Ne pas trahir le sentiment inital, voilà ce que chacun des mots, ainsi que leur agencement, doit s'attacher à faire. Je ne parviens que trop rarement à ce résultat délicat. Faire en sorte qu'une phrase, à la grammaire si éloignée(?) de la noèse sentimentale, puisse reproduire, à sa manière musicale, les intervalles de la psyché, ses gammes et ses accords.
Je me demande parfois quel sentiment vous agite à la lecture de certains textes...
Minuit quanrante-deux, je sais désormais une chose, je la sais parce qu'elle relève de l'expérience, et qu'elle constitue donc un jugement synthétique a posteriori: c'est bien la nuit que s'opère au mieux la transsubstantiation de mes sentiments profonds en une surface sémiotique; elle-même transmuée de flux photonique à vibration moléculaire (si vous lisez à haute voix), et puis à cette vibration de l'âme qui semble agiter tous les organes à la fois, la tonalité du sentiment vécu, ineffable et donc intraduisible.
Je fais un bien piètre ouvrier de l'écriture, poète que je suis, chanteur accroché aux basques de l'oisiveté. Je ne construis jamais un texte, je l'expulse hors de moi, dans une expression brève et aussi intense que possible, telle une calligraphie de l'âme qui signe d'un mouvement ce qui n'a de nature que pour soi. Je jette et je m'en vais... Beaucoup de repos et de concentration pour une si brève libération jaculatoire... Jamais je ne retravaille, la chose demeure comme elle est sortie. Demain est un autre jour, il faudra recommencer d'autres gestes, créer d'autres harmonies, peut-être plus heureuses...
Les samouraïs pratiquaient la calligraphie, je suis un calligraphe qui pratique le combat.
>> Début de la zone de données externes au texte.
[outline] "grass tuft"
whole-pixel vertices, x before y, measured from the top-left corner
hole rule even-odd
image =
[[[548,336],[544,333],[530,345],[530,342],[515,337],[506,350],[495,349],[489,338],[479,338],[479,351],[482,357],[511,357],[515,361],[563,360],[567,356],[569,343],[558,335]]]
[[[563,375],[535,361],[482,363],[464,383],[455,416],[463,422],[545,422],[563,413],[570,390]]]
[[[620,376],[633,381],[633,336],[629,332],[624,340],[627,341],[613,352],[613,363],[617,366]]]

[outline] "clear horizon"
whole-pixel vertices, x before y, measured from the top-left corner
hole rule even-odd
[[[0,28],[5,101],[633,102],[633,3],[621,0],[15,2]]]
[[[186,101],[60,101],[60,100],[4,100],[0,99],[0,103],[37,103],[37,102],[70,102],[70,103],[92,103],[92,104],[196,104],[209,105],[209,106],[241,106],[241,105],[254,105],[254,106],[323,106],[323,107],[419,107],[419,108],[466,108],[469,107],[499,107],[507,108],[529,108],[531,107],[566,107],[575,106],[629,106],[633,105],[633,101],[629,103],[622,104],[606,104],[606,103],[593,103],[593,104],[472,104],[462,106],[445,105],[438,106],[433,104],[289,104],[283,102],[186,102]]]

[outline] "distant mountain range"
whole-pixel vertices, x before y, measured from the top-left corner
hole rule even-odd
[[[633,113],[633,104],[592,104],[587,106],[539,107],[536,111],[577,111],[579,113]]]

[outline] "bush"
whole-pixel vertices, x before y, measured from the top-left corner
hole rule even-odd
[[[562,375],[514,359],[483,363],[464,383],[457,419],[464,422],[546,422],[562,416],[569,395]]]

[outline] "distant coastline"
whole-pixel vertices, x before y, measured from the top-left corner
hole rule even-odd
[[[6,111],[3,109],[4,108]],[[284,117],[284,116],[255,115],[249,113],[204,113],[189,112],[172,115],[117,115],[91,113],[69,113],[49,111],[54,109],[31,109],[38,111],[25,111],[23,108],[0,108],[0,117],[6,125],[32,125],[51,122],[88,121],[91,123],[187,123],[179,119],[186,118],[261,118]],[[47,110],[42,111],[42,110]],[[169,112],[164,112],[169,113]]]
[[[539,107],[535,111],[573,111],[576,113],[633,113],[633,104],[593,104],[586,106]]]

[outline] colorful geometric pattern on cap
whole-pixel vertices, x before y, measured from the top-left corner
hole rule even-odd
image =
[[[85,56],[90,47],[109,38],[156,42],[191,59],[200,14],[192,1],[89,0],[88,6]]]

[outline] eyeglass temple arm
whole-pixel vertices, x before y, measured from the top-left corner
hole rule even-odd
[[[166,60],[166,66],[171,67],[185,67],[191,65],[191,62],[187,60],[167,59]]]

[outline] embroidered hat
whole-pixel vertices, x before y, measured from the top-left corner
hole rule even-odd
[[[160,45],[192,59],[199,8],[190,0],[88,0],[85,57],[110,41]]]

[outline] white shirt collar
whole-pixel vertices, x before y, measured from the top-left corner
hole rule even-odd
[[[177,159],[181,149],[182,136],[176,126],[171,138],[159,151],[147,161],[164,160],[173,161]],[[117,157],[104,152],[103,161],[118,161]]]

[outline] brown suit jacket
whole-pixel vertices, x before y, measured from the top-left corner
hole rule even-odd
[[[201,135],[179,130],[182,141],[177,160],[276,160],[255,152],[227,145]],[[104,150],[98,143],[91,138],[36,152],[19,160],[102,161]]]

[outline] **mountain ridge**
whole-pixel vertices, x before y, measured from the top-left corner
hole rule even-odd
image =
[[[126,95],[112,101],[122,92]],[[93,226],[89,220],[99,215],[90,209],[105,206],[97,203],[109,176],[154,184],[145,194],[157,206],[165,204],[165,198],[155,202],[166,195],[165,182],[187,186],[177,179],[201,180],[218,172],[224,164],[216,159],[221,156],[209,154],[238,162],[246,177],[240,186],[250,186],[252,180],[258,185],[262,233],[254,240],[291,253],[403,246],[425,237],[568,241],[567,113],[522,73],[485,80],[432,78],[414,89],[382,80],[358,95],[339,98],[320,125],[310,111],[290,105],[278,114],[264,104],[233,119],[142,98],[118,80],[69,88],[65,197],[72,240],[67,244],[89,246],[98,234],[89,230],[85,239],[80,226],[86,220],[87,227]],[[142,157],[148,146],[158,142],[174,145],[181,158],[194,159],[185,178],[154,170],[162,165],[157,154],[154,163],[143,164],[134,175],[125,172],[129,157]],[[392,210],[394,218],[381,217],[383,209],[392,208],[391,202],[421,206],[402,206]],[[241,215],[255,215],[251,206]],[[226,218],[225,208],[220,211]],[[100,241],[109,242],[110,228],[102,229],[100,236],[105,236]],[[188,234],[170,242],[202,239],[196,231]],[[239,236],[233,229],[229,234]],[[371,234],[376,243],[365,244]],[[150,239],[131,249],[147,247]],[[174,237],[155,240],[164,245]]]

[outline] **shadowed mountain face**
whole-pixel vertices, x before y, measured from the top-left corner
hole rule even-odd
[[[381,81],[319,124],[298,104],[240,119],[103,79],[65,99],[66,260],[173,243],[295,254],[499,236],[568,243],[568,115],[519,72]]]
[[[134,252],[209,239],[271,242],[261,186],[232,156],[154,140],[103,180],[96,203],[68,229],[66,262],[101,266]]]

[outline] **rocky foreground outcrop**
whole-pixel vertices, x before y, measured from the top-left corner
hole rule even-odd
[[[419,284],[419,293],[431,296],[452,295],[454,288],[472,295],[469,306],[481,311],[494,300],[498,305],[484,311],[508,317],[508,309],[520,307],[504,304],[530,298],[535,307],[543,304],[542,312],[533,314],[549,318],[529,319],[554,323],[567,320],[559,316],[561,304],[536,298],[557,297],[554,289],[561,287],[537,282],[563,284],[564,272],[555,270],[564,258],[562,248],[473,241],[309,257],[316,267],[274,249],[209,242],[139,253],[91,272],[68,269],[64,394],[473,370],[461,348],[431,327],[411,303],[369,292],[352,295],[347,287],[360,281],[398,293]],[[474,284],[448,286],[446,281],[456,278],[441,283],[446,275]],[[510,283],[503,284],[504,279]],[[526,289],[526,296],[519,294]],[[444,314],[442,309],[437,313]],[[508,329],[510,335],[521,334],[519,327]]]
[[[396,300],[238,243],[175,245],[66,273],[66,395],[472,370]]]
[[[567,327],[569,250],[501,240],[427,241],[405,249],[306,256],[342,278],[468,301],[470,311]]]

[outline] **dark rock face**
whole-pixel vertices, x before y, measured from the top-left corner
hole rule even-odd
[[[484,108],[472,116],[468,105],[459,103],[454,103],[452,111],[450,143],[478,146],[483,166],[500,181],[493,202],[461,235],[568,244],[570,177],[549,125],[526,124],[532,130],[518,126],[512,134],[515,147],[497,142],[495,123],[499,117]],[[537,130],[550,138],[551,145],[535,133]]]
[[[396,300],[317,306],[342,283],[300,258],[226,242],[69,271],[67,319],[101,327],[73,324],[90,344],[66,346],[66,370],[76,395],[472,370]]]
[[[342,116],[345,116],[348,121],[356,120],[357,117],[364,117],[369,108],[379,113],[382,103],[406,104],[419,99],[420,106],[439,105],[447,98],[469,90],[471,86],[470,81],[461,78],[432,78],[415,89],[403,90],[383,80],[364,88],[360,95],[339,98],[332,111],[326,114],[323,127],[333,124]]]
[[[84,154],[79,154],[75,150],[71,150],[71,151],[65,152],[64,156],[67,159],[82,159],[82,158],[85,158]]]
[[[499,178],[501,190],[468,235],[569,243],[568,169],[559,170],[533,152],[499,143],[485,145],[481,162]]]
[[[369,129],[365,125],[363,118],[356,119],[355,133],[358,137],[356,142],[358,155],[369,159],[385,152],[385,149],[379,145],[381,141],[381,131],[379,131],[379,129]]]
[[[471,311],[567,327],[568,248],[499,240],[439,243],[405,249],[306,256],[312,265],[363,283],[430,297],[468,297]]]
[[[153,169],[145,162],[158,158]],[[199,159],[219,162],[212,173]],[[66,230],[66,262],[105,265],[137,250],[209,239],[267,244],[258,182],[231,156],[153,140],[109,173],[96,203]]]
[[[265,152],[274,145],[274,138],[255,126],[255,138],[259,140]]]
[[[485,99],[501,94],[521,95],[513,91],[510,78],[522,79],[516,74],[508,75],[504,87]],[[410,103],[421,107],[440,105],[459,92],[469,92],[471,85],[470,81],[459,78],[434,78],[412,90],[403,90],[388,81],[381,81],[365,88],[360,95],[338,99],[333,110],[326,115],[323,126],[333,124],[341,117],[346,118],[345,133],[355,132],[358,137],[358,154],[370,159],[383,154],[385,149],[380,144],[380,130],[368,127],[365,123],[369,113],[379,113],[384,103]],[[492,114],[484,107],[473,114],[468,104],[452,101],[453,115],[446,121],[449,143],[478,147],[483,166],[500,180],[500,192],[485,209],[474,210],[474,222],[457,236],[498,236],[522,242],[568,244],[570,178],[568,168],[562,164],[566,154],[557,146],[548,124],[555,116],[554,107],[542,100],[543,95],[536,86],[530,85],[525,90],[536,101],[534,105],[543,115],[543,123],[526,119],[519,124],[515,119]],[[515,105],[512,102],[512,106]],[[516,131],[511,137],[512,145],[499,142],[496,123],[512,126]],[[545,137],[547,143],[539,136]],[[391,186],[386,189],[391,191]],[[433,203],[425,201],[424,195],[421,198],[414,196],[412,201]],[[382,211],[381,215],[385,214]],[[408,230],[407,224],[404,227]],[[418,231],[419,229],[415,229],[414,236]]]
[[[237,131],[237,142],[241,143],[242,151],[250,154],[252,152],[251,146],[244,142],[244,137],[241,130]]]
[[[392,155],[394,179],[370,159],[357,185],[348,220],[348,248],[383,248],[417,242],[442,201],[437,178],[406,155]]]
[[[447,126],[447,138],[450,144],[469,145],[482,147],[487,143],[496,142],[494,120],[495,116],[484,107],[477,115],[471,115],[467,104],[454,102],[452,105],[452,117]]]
Peut-être qu'à chaque humeur alphabétique de mon âme (comme tous les hommes je partage le goût des concepts vides), je lance une estocade censée vous ôter la vie, du moins dérouter le rail de votre existence afin de vous amener sur une déclinaison improbable et impromptue?
Je parle de mon écriture comme je pourrais parler de n'importe quelle autre chose... Je l'ai assez répété, ce qui compte c'est ce style, ce rythme que vous impose la structure de mes phrases, ces intervalles que je choisis entre les idées, ces accords que j'arrange et qui sont parfois le fruit du moment, parfois le fruit d'un bourgeon lointain, planté là par quelque lecture marquante ou autre expérience de la vie courante.
Je suis un style, c'est à dire un moyen de locomotion pour le corps et l'esprit. Je vous emmène, sur mon esquif usé qui ne possède aucune ancre, avec ses voiles qui se gonflent quand elles veulent, et qui après d'interminables heures de mollesse se tendent brusquement d'une énergie inouïe, d'un seul souffle qui laissera faire ensuite l'inertie. Sur quel océan naviguons-nous ainsi? Celui de nos minutes perdues, celui du sens interne où l'on aime à se claquemurer pour écouter le clapotis de l'eau sur l'écorce de la conscience, c'est à dire celui de nos solitudes qui passent comme des ombres furtives et que personne ne connaîtra jamais...
C'était une figure bien compliquée que j'ai tracée aujourd'hui... Il me faudra encore d'autres traits, d'autres essais, pour extirper de cet entrelacs ontique, les fils aux jolies couleurs qui m'ont mené jusqu'à ces secondes là.